An aeroshell is a rigid heat-shielded shell that protects a vehicle from pressure and heat created by drag during atmospheric entry (see blunt body theory), slows it down during entry, and may protect it from debris during spaceflight. The back shell carries the load being delivered, along with important components such as a parachute, rocket engines, and monitoring electronics like an inertial measurement unit that monitors the orientation of the shell during parachute-slowed descent.
Aeroshells are a key component of interplanetary space missions. They were used in the Apollo program to the moon in the 1960s and 1970s, the 1975 Viking program to Mars, the 1997 Mars Pathfinder mission, the 2003 Mars Exploration Rover missions, the 2007 Mars Phoenix mission, and are scheduled for use in the Mars Science Laboratory mission in late 2011.
NASA's Planetary Entry Parachute Program (PEPP) aeroshell, tested in 1966, was created to test parachutes for the Voyager Mars landing program. To simulate the thin Martian atmosphere, the parachute needed to be used at an altitude more than 160,000 feet above the earth. A balloon launched from Roswell, New Mexico was used to initially lift the aeroshell.
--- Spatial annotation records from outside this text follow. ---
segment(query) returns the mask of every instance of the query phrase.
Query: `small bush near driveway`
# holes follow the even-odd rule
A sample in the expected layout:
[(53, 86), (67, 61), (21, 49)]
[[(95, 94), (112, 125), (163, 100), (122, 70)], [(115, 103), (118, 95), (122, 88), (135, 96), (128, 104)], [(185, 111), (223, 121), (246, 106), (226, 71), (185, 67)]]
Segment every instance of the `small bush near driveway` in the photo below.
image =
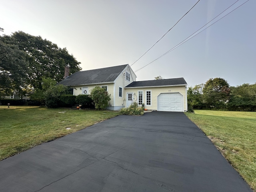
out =
[(143, 115), (144, 114), (142, 107), (139, 107), (137, 103), (133, 103), (129, 107), (122, 108), (120, 110), (120, 115)]

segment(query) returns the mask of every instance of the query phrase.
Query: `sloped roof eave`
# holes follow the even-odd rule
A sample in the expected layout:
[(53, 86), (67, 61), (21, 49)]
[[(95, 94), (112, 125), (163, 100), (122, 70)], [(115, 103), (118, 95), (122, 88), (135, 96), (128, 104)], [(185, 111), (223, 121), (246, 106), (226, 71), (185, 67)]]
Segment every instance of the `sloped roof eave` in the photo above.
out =
[[(154, 87), (174, 87), (178, 86), (186, 86), (188, 85), (188, 84), (179, 84), (177, 85), (159, 85), (159, 86), (139, 86), (138, 87), (128, 87), (126, 86), (124, 87), (125, 89), (132, 89), (132, 88), (154, 88)], [(127, 86), (128, 86), (128, 85)]]
[(86, 84), (79, 84), (78, 85), (66, 85), (66, 86), (68, 86), (68, 87), (74, 87), (75, 86), (84, 86), (86, 85), (98, 85), (100, 84), (110, 84), (114, 83), (114, 82), (111, 81), (110, 82), (100, 82), (99, 83), (87, 83)]

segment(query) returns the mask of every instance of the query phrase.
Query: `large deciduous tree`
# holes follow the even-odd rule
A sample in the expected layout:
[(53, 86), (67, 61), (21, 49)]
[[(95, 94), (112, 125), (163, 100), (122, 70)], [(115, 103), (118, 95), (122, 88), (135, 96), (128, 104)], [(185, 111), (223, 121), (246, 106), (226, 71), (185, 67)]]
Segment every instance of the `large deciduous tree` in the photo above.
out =
[(232, 110), (256, 111), (256, 83), (230, 87), (230, 98), (228, 104)]
[[(27, 65), (20, 65), (26, 74), (26, 85), (30, 85), (34, 89), (42, 89), (44, 78), (50, 78), (57, 82), (61, 80), (66, 65), (70, 66), (70, 74), (81, 69), (79, 66), (80, 63), (69, 54), (66, 48), (59, 48), (56, 44), (43, 39), (40, 36), (19, 31), (10, 36), (4, 35), (1, 37), (1, 42), (6, 46), (12, 48), (13, 51), (23, 53), (20, 54), (20, 59), (25, 60)], [(1, 57), (4, 56), (2, 55), (2, 52), (0, 54)], [(8, 60), (3, 62), (1, 63), (2, 71), (6, 70), (10, 63)], [(17, 62), (14, 63), (19, 66)]]
[(203, 88), (203, 102), (207, 107), (222, 108), (230, 98), (230, 89), (226, 80), (222, 78), (211, 78)]
[(22, 94), (28, 78), (26, 54), (16, 45), (6, 44), (0, 36), (0, 98), (14, 90)]

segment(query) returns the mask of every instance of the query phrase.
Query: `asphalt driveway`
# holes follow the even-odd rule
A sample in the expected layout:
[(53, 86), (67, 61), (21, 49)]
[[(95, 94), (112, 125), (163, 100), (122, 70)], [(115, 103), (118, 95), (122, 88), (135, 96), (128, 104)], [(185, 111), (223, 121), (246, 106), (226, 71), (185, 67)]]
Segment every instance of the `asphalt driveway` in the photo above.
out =
[(119, 116), (0, 162), (1, 192), (251, 192), (183, 113)]

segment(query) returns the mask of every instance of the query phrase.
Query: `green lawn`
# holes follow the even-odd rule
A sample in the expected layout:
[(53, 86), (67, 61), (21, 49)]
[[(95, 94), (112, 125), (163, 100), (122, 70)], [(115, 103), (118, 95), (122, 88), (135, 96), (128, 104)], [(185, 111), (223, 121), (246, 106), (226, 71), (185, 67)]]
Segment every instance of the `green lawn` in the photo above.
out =
[(118, 113), (0, 106), (0, 160), (116, 116)]
[(256, 112), (195, 110), (186, 114), (256, 191)]

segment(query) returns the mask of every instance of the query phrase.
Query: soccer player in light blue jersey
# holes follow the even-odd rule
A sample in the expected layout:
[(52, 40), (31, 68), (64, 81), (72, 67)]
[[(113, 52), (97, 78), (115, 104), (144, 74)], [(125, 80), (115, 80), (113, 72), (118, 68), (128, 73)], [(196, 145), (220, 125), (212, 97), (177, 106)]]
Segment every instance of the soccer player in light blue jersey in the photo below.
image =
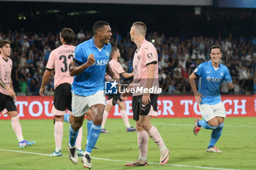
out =
[(93, 26), (94, 37), (75, 47), (73, 61), (70, 64), (70, 75), (75, 76), (71, 92), (74, 116), (69, 127), (68, 152), (73, 163), (78, 163), (75, 152), (75, 140), (83, 125), (85, 113), (91, 109), (93, 123), (88, 135), (85, 155), (82, 158), (84, 167), (91, 168), (91, 152), (101, 131), (102, 115), (105, 107), (105, 75), (107, 73), (118, 81), (109, 63), (111, 53), (110, 39), (112, 36), (109, 24), (96, 22)]
[[(189, 84), (203, 118), (195, 120), (193, 132), (195, 135), (197, 135), (201, 127), (212, 130), (206, 151), (222, 152), (215, 147), (222, 135), (224, 119), (226, 117), (225, 108), (219, 94), (219, 87), (224, 81), (230, 90), (233, 88), (234, 85), (227, 66), (220, 63), (222, 56), (221, 46), (213, 45), (210, 56), (211, 60), (200, 64), (189, 77)], [(198, 77), (197, 91), (195, 79)]]

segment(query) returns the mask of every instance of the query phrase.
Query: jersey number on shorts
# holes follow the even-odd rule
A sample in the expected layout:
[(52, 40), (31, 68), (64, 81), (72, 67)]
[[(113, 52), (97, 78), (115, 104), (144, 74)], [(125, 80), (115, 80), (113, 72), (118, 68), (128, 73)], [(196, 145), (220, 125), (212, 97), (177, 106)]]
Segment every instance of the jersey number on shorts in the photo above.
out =
[[(73, 55), (72, 54), (69, 54), (69, 56), (67, 57), (68, 59), (70, 59), (71, 58), (73, 58)], [(63, 59), (63, 61), (62, 63), (64, 64), (64, 68), (61, 68), (61, 72), (66, 72), (67, 71), (67, 57), (66, 55), (61, 55), (59, 56), (59, 60), (62, 60)], [(70, 70), (70, 63), (69, 63), (69, 70)]]

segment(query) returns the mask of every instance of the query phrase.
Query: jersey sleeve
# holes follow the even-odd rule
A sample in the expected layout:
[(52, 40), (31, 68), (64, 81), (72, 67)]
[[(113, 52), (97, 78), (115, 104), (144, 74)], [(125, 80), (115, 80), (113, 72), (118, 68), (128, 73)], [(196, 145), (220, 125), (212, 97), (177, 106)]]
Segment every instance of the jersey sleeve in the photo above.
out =
[(224, 80), (227, 82), (233, 82), (230, 72), (228, 71), (227, 67), (225, 67), (225, 69)]
[[(78, 65), (80, 66), (87, 61), (87, 57), (84, 56), (83, 50), (80, 46), (78, 46), (75, 49), (75, 54), (73, 58), (73, 61)], [(86, 59), (86, 61), (84, 61)]]
[(49, 59), (46, 64), (46, 69), (48, 70), (54, 69), (54, 51), (50, 53)]
[(116, 65), (116, 67), (113, 69), (116, 69), (116, 72), (119, 74), (125, 72), (121, 63), (118, 63), (118, 64)]
[(203, 66), (202, 64), (200, 64), (195, 70), (194, 74), (196, 77), (202, 77), (203, 76)]
[(146, 65), (148, 66), (151, 63), (157, 63), (157, 56), (156, 56), (156, 49), (153, 45), (150, 45), (149, 44), (146, 45), (143, 47), (143, 56), (146, 58)]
The balloon then drifted west to the White Sands Missile Range, where the vehicle was dropped and the engines beneath the vehicle boosted it to the required altitude, where the parachute was deployed.
The Voyager program was later canceled, replaced by the much smaller Viking program several years later. NASA reused the Voyager name for the Voyager 1 and Voyager 2 probes to the outer planets, which had nothing to do with the Mars Voyager program.
There is one PEPP Aeroshell left, at White Sands Missile Range in New Mexico.